Camille Gunderson | CaringBridge

Camille Gunderson Caring for Camille

First post: Dec 5, 2017 Latest post: Jan 2, 2018
Life has a way of taking some interesting curves here and there!!

Camille was born with a slight physical abnormality called a Pectus Excavatum (https://www.hopkinsallchildrens.org/services/pediatric-general-surgery/programs-and-services/pectus-excavatum). This is basically a small divot in the sternum caused by a malformation of the cartilage. Hannah was born with the same malformation, but hers was repaired through the open heart procedure. Greg also has a very mild Pectus Excavatum that has never required any medical attention.

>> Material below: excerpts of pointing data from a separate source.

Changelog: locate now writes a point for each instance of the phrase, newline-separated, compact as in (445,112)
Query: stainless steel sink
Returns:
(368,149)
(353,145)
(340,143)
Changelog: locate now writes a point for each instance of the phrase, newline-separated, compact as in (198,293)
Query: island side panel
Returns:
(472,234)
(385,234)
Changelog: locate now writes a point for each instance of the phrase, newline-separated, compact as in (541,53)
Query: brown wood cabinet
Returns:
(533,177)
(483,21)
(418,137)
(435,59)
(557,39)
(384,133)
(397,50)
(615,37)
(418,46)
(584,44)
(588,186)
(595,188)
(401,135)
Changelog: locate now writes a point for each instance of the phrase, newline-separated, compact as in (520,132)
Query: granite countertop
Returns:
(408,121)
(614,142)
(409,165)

Although Cami has raised concerns of her “dent” throughout the years, we have never been overly concerned. As a very young child, she was seen by a cardiologist to ensure her heart was not impacted. Again in 2013, she was seen by a pediatric surgeon who determined that the dent was not severe enough to consider repairs. However, Camille began having symptoms throughout the last year; she has experienced dizzy spells, shortness of breath with exercise and cold/numb fingers leading to a trip to the doctor.

On Friday, November 17, we saw the same pediatric surgeon we had seen four years earlier. Dr. Jones expressed concerns considering Cami’s symptoms. She and her team quickly arranged for chest x-rays, CT scan, echocardiogram, pulmonary function tests and blood work. They quickly ruled out new medical problems and focused on the Pectus Excavatum.

To determine the severity of a sternum abnormality, physicians use the Haller Index (http://pectusexcavatuminfo.com/haller-index/). In short, a normal chest would have an index score of 2.5, Mild deformity 2.5-3.0, Moderate deformity 3.0-3.5 and Severe deformity >3.5. Camille’s Haller Index measurement is 4.6...fairly concerning. Dr. Jones showed Cami pictures of her chest which clearly showed how her sternum is pressing against her heart. Obviously, this needs to be repaired!!

Although a 4.6 is quite severe and concerning, several people decide to live with the abnormality and can function with the limitations. However, with Cami’s activity level and involvement in various physically demanding activities, she has decided to proceed with surgery. We were able to secure a surgery date right here in Sioux Falls.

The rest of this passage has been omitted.